Healthy Participants Clinical Trial
Official title:
Changes in Lung Ventilation With Different Modes of Non-invasive Ventilation in Healthy Subjects
Patients with severe respiratory diseases such as chronic obstructive pulmonary disease
(COPD) or obesity-hypoventilation syndrome (OHS) can benefit from having non-invasive
ventilation (NIV). Non-invasive ventilation consists of a machine (ventilator) that is
blowing air through a mask. NIV provides patients with a bigger expansion of their lung when
they are breathing. This better expansion helps patients to have more oxygen and less waste
gas (or carbon dioxide) in their body.
These improvements enhance survival and quality of life. In order to provide appropriate
ventilation for each patient, the ventilator can generate different types of blowing:
- Continuous positive airway pressure (CPAP) which delivers a constant pressure to the
mask
- Pressure support ventilation (PSV) which delivers a constant pressure to the mask and,
on top of that, delivers more pressure when the patient begins to breathe in.
- Pressure control ventilation (PCV), which is similar to PSV, but use a fixed time to
generate the flow when the patient begins to breathe in.
These different types of blowing have consequences on patient comfort as well as on the
improvement of their ventilation.
To assess the improvement of the ventilation, the investigators currently use blood tests,
however, these reflect overall output and may miss more subtle changes in breathing that
could affect how patients feel.
Electrical impedance tomography (EIT) is a new technology that involves wearing a belt of
sensors around the chest that provides information on how well the lungs are being filled
with air by the ventilator. It allows a non-invasive assessment of the effect of NIV onto
lung ventilation in real-time.
The investigators hope to use the EIT technology to assess in real-time patients lung
ventilation when they are using the NIV. The investigators hope that EIT will provide them
with information on which type of blowing is more effective and more comfortable than the
others.
Chronic lung disease can sometimes progress to the extent that patients can no longer clear
the waste gas from their blood. Treatment can be offered with a mask and machine
(ventilator) that helps people breathe and aims to improve their lung condition. It is
common for people's lungs to be affected variably, i.e. left more than right or top of lung
more than bases of lungs. The way in which the ventilator is set may affect how well the
machine deals with these differences.
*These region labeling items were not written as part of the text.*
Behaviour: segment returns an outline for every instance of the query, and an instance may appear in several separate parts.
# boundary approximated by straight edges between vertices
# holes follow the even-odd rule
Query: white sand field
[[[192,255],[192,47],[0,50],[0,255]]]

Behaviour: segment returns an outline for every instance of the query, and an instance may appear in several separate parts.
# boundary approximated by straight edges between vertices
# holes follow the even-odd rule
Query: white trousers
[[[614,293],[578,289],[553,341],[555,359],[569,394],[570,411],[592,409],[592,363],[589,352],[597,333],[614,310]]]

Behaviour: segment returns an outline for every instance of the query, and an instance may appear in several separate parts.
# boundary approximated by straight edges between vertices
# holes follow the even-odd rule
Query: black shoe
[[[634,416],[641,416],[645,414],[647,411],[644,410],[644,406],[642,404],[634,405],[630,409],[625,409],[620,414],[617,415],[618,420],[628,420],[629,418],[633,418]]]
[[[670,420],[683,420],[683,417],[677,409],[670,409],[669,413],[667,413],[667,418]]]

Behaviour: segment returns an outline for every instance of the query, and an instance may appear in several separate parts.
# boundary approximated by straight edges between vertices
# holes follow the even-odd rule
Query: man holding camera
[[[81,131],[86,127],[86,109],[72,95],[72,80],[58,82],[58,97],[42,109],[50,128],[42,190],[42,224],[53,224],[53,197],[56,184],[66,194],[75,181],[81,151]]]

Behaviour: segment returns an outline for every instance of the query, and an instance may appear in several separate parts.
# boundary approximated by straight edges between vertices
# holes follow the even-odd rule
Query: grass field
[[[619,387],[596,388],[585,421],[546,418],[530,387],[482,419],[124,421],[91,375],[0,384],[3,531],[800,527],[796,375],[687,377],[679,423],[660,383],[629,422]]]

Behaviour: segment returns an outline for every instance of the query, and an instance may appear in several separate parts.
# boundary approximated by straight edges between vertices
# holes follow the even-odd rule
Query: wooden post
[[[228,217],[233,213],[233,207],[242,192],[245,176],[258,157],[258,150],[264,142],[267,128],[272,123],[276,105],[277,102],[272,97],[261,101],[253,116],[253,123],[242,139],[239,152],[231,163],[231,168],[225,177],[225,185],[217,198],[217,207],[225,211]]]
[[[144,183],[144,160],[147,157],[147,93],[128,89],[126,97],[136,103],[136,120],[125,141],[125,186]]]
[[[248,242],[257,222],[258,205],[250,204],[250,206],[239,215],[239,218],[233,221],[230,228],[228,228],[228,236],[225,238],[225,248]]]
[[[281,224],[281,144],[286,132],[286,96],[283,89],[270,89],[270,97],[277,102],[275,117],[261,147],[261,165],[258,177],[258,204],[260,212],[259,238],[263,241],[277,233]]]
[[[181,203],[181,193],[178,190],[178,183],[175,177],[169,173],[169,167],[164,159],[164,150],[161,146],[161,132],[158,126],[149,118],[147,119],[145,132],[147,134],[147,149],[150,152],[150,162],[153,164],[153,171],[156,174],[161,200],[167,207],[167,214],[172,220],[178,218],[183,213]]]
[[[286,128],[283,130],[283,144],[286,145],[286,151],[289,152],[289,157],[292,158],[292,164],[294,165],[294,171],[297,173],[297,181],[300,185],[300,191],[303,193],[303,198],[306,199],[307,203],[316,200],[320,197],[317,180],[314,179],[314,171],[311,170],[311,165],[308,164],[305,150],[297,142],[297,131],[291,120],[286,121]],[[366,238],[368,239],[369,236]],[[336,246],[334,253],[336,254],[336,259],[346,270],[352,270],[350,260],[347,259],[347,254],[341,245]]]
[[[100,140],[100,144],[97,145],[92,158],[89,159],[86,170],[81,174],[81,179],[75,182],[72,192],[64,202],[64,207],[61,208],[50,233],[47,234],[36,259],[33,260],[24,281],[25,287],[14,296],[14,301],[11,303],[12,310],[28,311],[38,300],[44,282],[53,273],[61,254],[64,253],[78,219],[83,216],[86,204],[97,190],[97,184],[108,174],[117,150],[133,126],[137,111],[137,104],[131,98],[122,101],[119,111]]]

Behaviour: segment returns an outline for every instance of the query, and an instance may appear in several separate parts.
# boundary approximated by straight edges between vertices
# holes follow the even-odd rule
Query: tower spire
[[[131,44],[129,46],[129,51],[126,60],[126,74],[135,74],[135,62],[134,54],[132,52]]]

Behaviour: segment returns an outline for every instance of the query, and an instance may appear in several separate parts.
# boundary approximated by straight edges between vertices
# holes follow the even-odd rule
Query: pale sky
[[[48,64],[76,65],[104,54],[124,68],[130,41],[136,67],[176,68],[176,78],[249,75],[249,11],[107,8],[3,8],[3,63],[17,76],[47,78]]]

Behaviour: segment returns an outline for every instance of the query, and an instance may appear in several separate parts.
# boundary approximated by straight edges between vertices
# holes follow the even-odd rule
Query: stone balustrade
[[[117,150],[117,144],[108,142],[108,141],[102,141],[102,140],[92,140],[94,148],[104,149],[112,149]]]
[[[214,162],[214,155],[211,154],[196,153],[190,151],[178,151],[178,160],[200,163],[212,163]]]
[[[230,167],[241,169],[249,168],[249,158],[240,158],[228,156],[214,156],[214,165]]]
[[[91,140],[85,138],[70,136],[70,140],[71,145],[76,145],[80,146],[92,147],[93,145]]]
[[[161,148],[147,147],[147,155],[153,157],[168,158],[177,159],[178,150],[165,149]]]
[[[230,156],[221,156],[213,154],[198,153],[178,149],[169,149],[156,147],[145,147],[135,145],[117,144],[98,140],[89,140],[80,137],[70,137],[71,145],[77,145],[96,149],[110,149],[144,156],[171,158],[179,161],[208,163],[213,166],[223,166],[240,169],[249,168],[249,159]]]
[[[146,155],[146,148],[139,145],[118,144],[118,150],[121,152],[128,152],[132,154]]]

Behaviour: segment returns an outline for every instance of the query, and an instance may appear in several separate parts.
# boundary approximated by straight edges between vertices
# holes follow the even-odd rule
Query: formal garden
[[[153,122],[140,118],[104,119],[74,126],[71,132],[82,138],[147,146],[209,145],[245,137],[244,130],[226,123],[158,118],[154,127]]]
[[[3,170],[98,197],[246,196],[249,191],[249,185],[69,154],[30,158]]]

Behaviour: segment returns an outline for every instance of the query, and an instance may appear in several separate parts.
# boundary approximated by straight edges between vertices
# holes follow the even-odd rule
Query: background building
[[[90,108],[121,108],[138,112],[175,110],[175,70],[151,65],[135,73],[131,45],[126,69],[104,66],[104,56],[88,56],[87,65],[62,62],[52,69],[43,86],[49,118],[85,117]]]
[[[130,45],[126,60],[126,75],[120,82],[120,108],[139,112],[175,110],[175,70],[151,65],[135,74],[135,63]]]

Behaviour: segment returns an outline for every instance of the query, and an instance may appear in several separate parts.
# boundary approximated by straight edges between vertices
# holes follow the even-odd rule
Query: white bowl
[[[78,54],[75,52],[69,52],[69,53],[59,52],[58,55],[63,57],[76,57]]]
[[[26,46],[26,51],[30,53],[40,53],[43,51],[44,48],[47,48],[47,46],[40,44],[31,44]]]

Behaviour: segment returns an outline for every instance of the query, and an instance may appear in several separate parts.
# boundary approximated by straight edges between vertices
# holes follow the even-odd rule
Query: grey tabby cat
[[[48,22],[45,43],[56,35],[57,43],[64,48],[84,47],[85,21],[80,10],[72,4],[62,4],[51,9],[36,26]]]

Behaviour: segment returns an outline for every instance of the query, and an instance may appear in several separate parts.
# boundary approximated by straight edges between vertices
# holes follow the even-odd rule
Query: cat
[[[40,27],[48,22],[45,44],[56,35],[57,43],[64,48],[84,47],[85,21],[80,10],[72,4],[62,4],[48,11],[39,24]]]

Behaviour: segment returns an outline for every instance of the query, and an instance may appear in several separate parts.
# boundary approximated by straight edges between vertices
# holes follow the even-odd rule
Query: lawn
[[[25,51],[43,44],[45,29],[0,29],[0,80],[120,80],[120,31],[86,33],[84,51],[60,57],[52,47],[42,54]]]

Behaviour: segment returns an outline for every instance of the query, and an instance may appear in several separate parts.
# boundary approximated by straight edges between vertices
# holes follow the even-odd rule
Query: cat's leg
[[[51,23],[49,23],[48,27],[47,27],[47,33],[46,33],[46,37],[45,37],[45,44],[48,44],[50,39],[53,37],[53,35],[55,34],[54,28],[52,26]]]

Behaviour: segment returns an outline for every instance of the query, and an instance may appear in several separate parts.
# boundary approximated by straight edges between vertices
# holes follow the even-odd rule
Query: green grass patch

If the lung is better ventilator patients may find the
machine more comfortable and it may be more effective.
Electrical impedance tomography (EIT) is a new technology that involves wearing a belt of
sensors around the chest that provides information on how well the lungs are being filled
with air by the ventilator. It allows the assessment of these differences, which previously
required the use of invasive equipment to obtain.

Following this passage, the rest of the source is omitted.